I do feel like the romantic storyline was kind of shoehorned in. Jade falls in love with no real reason for it. We don’t see what’s so fantastic about her love interest, he isn’t shown as doing anything outstanding, he’s just kind of there and the first male person she’s spent time with. I get why he fell in love with Jade, Jade is amazing. He’s just so bland. So that felt a little odd.

I did enjoy the magic cloak and the quest and the final battle. The scene between Ming and Xifeng at the end was absolutely heartbreaking and made me love Ming even more. He might be my favorite character from both books.

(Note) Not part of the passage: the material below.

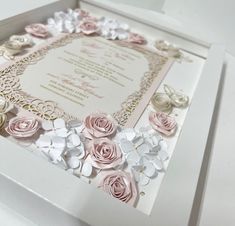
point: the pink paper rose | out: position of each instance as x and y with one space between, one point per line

Bottom line, this is an excellent sequel to Forest of a Thousand Lanterns, and I think it’s better than the first book. You could probably read it without reading Forest, but some of the reveals won’t mean nearly as much, and you’ll miss all the background that makes Xifeng so interesting.

From the cover of Kingdom of the Blazing Phoenix:

Princess Jade has grown up in exile, hidden away in a monastery, while her stepmother, the ruthless Xifeng, rules as Empress of Feng Lu. But the empire is in distress, and its people are sinking into poverty and despair. Even though Jade doesn’t want the crown, she knows she is the only one who can dethrone the Empress and set the world right.

Ready to reclaim her place as rightful heir, Jade embarks on a quest to raise the Dragon Lords and defeat Xifeng and the Serpent God once and for all. But will the same darkness that took Xifeng take Jade, too? Or will she find the strength within to save herself, her friends, and her empire?

This follow-up to Forest of a Thousand Lanterns brings to a close Xifeng’s dazzling saga and gives readers a satisfying ending to the story that gripped their hearts from its very beginning.

Book Review: A Blade So Black

a blade so blackA Blade So Black
by L. L. McKinney
Young Adult/Fantasy/Fairy-Tale Retelling
370 pages
Published September 2018

I’ve seen the point brought up that so many fantasy protagonists have really neglectful parents. Who lets their kid be gone for an unknown amount of time doing something “important” that their kid refuses to tell them about because it’s a “secret”? This book makes a point of how NOT neglectful Alice’s mother is. The blurb calls her overprotective, but really it’s just normal protective. Alice’s mom just wants to know her daughter hasn’t been shot by the police when she’s gone for 24 hours and not answering her phone, that seems normal to me! I actually enjoyed how that was different than a lot of fantasy YA, even if it’s really a small sideplot.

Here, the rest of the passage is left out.